アイドル時の温度は31℃で、ヒートシンクなしの状態から-3°となりました。
負荷をかけた状態でも、温度の上昇はかなり抑えられて、CrystalDiskMark 6.0.0の1GB・5回実施における最高温度は38℃、32GB・シーケンシャルのみ9回実施における最高温度は42℃まで下がりました。かなり冷却ができていますね。これなら安心して使用することができます。

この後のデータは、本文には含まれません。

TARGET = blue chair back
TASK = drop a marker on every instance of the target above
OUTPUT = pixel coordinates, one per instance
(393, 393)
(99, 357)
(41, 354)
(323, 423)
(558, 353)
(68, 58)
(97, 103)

ヒートシンク・サーマルパッド | 温度差(冷却性能) | ||
---|---|---|---|
なし | 有り | ||
アイドル時の温度(PC起動から10分間放置) | 34℃ | 31℃ | -3℃ |
CrystalDiskMark 6.0.0、1GiB、5回実施中の最高温度 | 59℃ | 38℃ | -21℃ |
CrystalDiskMark 6.0.0、32GiB、シーケンシャルのみ9回実施中の最高温度 | 70℃ | 42℃ | -28℃ |
おわりに
大きなヒートシンクを搭載したアイネックス AIF-08は、その見た目による期待を裏切ることなく、十分な冷却性能を発揮してくれました。
さらに、ビジュアル的にも配慮があり、上の写真のように基盤の端部に青のLEDが6つ仕込まれています。筆者の自作PCは元々、青のLEDが付いたCPUクーラーや冷却ファンを組み込んでいたので、カラーコーディネート的にもピッタリでした。良い買い物ができて嬉しいです。